La storia più emblematica dello sfruttamento a cui spesso i cani sono soggetti è quella di Margherita, una cagna S. Bernardo di circa 15 anni. Quando l'hanno raccolta era ridotta a 30 chili, pelle e ossa, con mammelle lunghissime a forza di fare cucciolate. Evidentemente quando non è stata più in grado di produrre cuccioli i suoi padroni se ne sono liberati.
Oltre ai rapporti estremamente frustranti e improduttivi con le istituzioni (basti pensare che quando si sono presentati al direttore della USL la prima domanda è stata: di che partito siete?), questi ragazzi, soli, slegati da qualunque partito o forza politica, hanno cercato di stabilire rapporti con la popolazione, hanno cercato di sensibilizzare la gente in diversi modi: hanno costituito un "club del cane", sono andati nelle scuole di Vigevano e dei paesi vicini con un veterinario, un cantautore e fotografie del canile suscitando molto interesse soprattutto nei bambini dei paesini. Hanno quindi fatto un lavoro di controinformazione e di "educazione" certamente importante e che è servito anche concretamente perché ha portato aiuti economici. Ma poi hanno dovuto lasciar perdere perché non riuscivano da soli a fare tutte e due le cose: la gestione pratica del canile e il lavoro informativo di supporto.
"Certo che se in Italia ci fossero tanti gruppi come il nostro - dice Lino - probabilmente si riuscirebbe a strappare qualche cosa alle istituzioni, mentre così... pensa che recentemente abbiamo avuto epidemie di cimurro e di scabbia, abbiamo chiesto alla USL di fare una disinfezione e quelli ci hanno risposto che prima avremmo dovuto sopprimere tutti i cani, poi loro avrebbero provveduto alla disinfezione!
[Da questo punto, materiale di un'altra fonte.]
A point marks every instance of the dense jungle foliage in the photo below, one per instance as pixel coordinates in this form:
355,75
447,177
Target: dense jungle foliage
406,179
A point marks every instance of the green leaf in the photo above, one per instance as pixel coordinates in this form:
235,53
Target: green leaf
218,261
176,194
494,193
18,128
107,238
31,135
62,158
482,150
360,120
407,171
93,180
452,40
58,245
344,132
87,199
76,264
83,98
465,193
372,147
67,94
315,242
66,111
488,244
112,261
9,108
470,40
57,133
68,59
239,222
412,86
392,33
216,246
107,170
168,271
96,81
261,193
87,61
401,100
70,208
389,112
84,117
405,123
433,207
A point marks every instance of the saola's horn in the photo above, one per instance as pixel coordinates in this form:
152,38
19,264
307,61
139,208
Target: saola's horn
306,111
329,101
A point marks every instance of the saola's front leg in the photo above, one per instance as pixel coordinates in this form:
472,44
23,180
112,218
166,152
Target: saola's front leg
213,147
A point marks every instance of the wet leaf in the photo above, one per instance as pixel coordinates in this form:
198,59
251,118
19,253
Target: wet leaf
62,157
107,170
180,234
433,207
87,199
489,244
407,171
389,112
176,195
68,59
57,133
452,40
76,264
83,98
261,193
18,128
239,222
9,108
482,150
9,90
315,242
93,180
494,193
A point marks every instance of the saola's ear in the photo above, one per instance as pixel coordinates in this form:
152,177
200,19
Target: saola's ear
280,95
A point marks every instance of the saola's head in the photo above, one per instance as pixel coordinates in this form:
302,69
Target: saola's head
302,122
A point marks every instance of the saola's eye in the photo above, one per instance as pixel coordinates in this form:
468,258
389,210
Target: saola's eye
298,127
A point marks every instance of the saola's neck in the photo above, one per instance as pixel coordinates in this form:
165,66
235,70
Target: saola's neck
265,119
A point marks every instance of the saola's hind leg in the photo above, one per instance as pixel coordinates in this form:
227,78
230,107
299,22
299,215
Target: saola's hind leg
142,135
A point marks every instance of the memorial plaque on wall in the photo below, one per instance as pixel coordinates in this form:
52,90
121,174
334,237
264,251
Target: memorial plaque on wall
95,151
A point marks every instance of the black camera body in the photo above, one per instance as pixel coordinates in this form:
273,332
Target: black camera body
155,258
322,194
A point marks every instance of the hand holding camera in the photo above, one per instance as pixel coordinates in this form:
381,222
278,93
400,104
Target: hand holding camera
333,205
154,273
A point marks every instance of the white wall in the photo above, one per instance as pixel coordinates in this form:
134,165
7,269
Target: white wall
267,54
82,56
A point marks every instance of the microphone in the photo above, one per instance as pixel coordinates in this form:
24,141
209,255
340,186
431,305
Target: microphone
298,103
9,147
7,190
Noi cerchiamo di assolvere a questo impegno, che di fatto è diventato un secondo lavoro, al meglio delle nostre possibilità, ma non è facile perché le condizioni oggettive sono quelle che sono. Ad esempio noi facciamo sempre firmare una dichiarazione di impegno a chi viene a prendersi un cane e fino ad un po' di tempo fa andavamo a controllare di persona che il cane fosse trattato bene: ora non riusciamo più a farlo, ogni anno arrivano circa 300 cani, riusciamo a sistemarne due terzi ma non più a seguirli uno per uno".
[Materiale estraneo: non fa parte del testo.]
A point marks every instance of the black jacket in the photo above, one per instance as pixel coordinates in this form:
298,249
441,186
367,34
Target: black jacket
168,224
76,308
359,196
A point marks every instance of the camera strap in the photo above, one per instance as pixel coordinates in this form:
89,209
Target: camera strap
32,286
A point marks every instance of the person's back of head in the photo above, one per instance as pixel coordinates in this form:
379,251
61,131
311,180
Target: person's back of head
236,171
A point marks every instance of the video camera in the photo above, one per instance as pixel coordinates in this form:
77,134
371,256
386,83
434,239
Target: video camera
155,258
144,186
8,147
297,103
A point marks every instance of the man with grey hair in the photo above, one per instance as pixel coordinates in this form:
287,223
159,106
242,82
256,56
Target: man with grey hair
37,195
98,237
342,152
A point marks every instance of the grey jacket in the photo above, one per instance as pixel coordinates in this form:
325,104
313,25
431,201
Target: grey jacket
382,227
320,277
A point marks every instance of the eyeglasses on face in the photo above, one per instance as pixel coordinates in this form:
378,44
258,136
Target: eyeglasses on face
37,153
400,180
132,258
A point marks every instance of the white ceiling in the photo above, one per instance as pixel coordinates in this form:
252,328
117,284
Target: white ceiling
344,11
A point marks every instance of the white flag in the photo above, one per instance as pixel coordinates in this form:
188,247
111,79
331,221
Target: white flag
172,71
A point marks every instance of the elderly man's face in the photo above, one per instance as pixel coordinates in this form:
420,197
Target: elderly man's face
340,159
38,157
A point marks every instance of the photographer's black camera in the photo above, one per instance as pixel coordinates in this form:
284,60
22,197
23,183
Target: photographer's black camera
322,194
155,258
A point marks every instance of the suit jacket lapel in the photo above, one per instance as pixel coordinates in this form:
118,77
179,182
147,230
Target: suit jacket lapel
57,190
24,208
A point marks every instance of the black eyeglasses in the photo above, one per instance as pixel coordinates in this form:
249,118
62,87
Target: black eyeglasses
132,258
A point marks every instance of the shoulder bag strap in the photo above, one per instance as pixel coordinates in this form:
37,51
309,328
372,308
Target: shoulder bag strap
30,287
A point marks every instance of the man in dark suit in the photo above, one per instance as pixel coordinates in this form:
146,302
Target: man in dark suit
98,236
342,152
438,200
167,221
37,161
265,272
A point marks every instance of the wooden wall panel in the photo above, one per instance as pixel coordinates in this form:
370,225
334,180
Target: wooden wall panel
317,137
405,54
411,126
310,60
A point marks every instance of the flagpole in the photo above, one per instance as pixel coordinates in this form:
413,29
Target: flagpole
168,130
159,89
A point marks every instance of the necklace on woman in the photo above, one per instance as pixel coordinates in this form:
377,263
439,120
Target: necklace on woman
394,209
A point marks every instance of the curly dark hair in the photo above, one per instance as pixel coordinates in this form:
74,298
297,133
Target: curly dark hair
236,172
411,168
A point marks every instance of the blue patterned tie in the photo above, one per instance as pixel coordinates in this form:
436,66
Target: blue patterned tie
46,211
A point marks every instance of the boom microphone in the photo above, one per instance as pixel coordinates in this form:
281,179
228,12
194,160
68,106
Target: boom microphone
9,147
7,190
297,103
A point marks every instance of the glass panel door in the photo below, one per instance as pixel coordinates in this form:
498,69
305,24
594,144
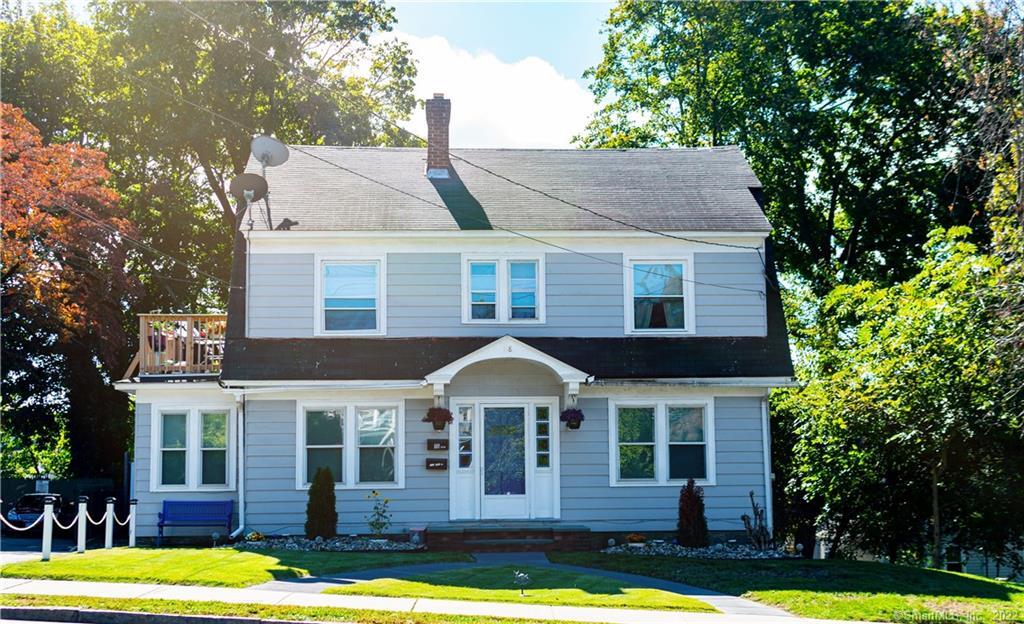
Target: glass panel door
504,451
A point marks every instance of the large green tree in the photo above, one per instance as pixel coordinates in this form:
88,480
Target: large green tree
119,82
902,426
851,115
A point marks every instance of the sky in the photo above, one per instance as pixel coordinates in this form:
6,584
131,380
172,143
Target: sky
513,71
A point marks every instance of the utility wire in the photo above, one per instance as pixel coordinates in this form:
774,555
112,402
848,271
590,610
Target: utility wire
298,74
147,84
141,245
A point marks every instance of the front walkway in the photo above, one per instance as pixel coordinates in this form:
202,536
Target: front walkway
726,604
431,606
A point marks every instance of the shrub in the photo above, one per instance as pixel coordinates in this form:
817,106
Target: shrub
692,524
379,518
322,515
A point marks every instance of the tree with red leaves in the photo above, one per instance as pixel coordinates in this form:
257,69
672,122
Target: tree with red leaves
65,285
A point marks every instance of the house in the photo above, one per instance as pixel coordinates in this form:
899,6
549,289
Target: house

Sono stanchi e hanno tutte le ragioni per esserlo. Più che stanchi, delusi e amareggiati. Per cinque anni hanno lavorato quotidianamente per cercare di cambiare una struttura disumana - il canile - e di diffondere una cultura diversa del rapporto uomo-animale senza riuscirci. Volevano che i cani non fossero più soppressi e a volte si trovano essi stessi nella necessità di farlo.
"A che scopo continuare, allora? - dice Lino - Ci teniamo i nostri 60 cani, questo è certo. Stiamo cercando qualcuno che ci dia un pezzo di terra per costruirci un canile nostro (e lo costruiremo anche senza permessi) e là continueremo ad aver cura di loro. Ma questo canile, il canile di Vigevano, tornerà ad essere quello che era".